研究領域 | 人工知能と脳科学の対照と融合 |
研究課題/領域番号 |
17H06041
|
研究機関 | 株式会社国際電気通信基礎技術研究所 |
研究代表者 |
平山 淳一郎 株式会社国際電気通信基礎技術研究所, 脳情報通信総合研究所, 研究員 (80512269)
|
研究期間 (年度) |
2017-04-01 – 2019-03-31
|
キーワード | 機械学習 / 生体信号処理 / 脳機能イメージング / ブレイン・マシンインターフェイス |
研究実績の概要 |
1.SPLICEと呼ぶ積層ICAの基本モデルを確立するため、ニューラルネットワークにおける非線形活性化関数と最大値プーリングに対応する生成モデルの一般化を導入した。当初検討したいわゆるLeaky Rectified Liner Unit (LReLU)は微分不可能点で確率密度が不連続性をもち統計モデルとしては不自然であることがわかったため、全体で微分可能となるようLReLUを改良した新たな活性化関数の族を開発した。最大値プーリングへの対応はLpノルムへの一般化により極限として導出した。また、新たにプーリングを時間方向に拡張することで、後述のEEG応用で見られた特徴量のノイズが大きいという問題を解決した。拡張したモデルに関する最尤推定のアルゴリズムを導出し、Matlabソフトウェアとして実装した。 2.提案法は複数の階層全体をまとめて最尤推定が近似せず実行可能であり、従来用いられてきた層ごとの学習より理論的に優位性が期待される。これを実証するため、シミュレーション実験を行い、実際に上位層が必要な場合、提案法ではサンプル数の増加に対して推定誤差をより効率的に減少させうることを確認した。 3.SPLICEの実問題における有用性を実証するため、3層の基本モデルを安静時脳波・fMRI同時計測データ解析に適用した。データは共同研究者から基本的なアーチファクト除去後のものの提供をうけた。結果として、EEGのアルファ帯域に適用したSPLICEのプーリング層の出力時系列を血流動態反応関数と畳み込むことで、Yeo (2011)らによる17の安静時ネットワーク部分領域と有意に相関するモジュール(プーリング層の個々の出力)が得られることがわかった。
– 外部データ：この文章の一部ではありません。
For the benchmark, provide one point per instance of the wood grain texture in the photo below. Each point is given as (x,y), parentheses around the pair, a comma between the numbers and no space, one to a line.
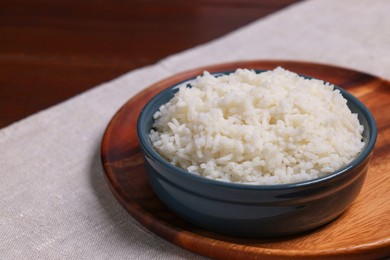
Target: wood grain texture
(362,231)
(53,50)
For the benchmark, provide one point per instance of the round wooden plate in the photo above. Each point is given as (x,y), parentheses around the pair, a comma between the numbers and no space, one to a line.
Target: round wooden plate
(363,230)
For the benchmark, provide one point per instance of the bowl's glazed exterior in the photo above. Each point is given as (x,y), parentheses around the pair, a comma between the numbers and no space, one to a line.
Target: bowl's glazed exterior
(255,210)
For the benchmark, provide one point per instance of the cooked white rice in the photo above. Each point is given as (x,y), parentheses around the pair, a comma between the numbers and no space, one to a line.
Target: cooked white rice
(269,128)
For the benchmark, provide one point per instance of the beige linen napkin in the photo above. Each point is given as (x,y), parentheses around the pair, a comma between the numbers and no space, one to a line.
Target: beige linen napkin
(55,203)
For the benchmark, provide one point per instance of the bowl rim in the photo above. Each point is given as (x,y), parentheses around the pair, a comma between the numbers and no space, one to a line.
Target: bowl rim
(367,149)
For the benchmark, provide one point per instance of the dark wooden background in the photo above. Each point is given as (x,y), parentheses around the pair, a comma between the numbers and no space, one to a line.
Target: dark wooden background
(51,50)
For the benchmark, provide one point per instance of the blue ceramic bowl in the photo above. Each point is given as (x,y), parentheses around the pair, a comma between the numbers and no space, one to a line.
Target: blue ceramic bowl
(255,210)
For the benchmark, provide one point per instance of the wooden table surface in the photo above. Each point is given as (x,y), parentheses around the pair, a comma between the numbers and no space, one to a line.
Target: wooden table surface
(53,50)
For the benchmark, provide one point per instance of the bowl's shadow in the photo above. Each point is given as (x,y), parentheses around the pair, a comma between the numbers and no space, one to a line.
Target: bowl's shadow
(130,236)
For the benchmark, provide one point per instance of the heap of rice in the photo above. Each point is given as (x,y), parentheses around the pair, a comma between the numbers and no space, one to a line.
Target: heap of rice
(269,128)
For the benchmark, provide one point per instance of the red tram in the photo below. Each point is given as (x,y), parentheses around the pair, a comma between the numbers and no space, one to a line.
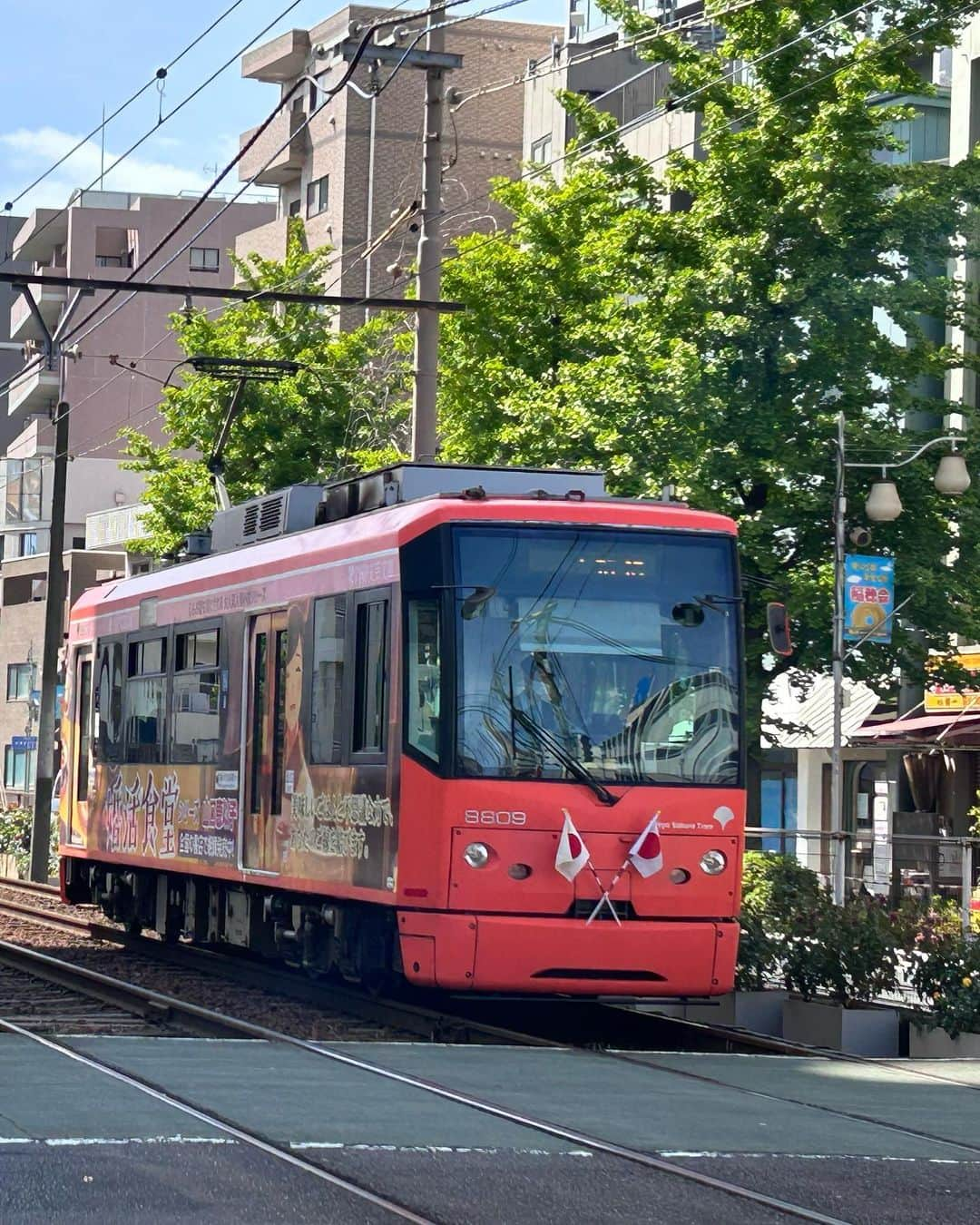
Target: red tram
(479,727)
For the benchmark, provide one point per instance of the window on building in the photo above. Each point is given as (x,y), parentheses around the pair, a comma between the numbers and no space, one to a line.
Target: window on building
(205,259)
(195,735)
(24,490)
(109,702)
(146,700)
(329,618)
(778,810)
(18,769)
(318,196)
(370,659)
(21,681)
(114,247)
(541,151)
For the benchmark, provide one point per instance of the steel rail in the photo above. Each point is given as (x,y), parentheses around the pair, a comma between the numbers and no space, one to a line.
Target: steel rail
(430,1023)
(190,1014)
(252,1138)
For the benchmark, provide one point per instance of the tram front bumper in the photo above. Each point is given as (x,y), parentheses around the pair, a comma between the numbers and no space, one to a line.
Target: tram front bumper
(569,956)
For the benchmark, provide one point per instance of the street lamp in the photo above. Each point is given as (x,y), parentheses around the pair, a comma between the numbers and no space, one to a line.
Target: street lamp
(882,506)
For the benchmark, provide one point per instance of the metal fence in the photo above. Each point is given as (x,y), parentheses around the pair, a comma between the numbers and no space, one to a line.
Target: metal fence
(900,865)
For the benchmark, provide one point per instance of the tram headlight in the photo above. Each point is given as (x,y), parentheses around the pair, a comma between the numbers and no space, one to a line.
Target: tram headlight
(713,863)
(476,855)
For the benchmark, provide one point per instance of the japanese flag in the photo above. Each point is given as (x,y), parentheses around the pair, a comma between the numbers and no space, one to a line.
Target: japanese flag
(646,854)
(573,854)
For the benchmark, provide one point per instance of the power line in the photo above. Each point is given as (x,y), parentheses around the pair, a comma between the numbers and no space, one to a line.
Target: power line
(363,45)
(169,115)
(538,168)
(160,75)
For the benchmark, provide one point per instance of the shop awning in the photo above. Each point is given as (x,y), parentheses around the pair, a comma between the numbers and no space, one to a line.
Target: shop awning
(923,728)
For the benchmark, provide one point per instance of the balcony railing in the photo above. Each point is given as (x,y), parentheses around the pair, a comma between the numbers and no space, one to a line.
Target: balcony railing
(286,132)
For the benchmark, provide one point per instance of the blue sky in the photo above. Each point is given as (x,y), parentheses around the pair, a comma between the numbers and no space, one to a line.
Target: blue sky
(62,60)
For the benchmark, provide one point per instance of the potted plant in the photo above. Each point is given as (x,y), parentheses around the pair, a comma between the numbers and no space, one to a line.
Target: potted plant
(849,955)
(946,973)
(15,842)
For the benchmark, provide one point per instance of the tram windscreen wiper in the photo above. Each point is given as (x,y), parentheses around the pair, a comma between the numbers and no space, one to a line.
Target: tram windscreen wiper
(567,760)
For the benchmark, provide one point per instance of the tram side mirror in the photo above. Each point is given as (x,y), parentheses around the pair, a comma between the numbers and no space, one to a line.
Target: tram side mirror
(778,622)
(475,603)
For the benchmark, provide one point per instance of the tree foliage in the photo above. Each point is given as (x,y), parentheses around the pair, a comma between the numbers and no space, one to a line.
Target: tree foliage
(345,409)
(712,347)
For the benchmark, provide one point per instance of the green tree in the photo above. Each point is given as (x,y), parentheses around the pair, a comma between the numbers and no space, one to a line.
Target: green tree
(345,409)
(712,347)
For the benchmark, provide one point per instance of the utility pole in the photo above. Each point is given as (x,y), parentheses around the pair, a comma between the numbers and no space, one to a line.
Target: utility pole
(54,606)
(838,842)
(424,433)
(436,62)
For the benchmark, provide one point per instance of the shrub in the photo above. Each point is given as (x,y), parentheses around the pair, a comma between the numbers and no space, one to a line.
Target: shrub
(946,973)
(15,839)
(795,934)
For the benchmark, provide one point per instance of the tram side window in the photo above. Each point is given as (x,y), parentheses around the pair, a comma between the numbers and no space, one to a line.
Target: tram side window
(370,674)
(146,700)
(195,734)
(109,702)
(329,616)
(423,676)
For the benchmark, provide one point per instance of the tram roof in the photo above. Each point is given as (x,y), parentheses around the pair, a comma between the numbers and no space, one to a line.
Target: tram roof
(365,541)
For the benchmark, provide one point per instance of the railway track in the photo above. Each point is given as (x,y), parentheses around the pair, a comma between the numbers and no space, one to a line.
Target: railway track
(195,1018)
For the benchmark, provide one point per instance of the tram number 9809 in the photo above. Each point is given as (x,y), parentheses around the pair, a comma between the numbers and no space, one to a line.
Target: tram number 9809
(489,818)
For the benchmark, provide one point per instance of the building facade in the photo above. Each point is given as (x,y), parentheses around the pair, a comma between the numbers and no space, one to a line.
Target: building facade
(100,234)
(358,161)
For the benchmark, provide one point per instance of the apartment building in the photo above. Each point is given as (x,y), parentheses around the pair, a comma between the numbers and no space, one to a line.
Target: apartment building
(10,349)
(359,161)
(593,59)
(100,234)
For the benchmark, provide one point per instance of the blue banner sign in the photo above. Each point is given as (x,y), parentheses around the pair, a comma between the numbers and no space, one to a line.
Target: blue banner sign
(868,598)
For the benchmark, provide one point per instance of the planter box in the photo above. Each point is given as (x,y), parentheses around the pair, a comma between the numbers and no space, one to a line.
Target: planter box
(871,1032)
(759,1011)
(936,1044)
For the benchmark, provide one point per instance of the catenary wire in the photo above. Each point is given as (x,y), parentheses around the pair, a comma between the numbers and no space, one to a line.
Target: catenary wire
(160,75)
(171,114)
(538,168)
(76,331)
(363,45)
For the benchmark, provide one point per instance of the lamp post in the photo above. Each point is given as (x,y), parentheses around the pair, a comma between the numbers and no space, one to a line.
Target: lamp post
(882,505)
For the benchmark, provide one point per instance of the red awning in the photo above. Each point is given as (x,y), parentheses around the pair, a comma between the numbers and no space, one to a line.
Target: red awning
(924,727)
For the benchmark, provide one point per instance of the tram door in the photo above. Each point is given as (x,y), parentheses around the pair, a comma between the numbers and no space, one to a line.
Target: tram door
(265,739)
(76,793)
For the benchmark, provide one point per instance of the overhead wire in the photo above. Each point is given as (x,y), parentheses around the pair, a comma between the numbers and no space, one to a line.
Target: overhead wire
(177,109)
(538,168)
(161,74)
(363,46)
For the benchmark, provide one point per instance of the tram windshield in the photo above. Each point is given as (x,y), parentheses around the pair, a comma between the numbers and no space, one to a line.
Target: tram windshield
(597,654)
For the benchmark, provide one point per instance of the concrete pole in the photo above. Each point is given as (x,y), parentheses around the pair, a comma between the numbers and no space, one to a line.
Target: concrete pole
(424,436)
(838,846)
(54,633)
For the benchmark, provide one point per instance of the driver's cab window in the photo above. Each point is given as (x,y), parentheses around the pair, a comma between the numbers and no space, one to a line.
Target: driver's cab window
(423,676)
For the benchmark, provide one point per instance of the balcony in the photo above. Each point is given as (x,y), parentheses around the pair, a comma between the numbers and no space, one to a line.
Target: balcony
(51,300)
(284,130)
(267,241)
(282,59)
(34,392)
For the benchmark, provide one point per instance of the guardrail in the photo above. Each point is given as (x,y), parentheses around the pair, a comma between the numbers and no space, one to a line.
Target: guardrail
(908,874)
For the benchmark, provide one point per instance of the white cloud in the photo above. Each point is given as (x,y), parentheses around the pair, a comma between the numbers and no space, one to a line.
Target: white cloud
(24,153)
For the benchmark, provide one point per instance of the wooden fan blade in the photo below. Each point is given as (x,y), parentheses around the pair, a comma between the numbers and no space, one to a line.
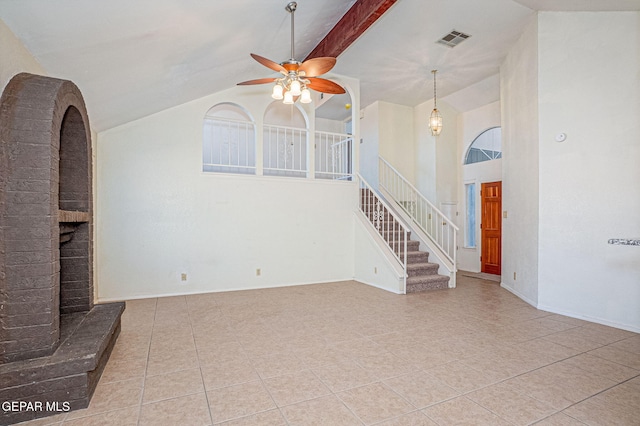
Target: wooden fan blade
(324,86)
(269,63)
(317,66)
(257,81)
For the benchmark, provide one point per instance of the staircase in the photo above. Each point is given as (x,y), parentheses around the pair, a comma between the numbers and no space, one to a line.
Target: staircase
(421,275)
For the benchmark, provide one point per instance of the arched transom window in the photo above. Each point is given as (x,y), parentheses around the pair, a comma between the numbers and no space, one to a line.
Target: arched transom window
(228,140)
(485,147)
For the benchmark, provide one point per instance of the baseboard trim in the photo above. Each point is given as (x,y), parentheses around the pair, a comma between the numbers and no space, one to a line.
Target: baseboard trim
(377,286)
(589,318)
(519,295)
(158,295)
(570,314)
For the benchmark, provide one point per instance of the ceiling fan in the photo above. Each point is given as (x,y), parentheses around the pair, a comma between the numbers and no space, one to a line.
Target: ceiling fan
(298,77)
この結果に基づき特許出願および学会発表を行った。
|
現在までの達成度 (区分) |
現在までの達成度 (区分)
1: 当初の計画以上に進展している
理由
計画していた基本モデルの検証と拡張が概ね完了し、それに加えて主に翌年度に予定していた実際の脳信号データ解析についても有望な結果が得られたため。
|
今後の研究の推進方策 |
時系列データ等への応用で重要な畳込み層を導入してモデルを拡張し、対応してアルゴリズムの修正と検証を行う。また、脳データ解析への応用について結果の検証と解釈をさらに進め、複数被験者での有効性を検証する。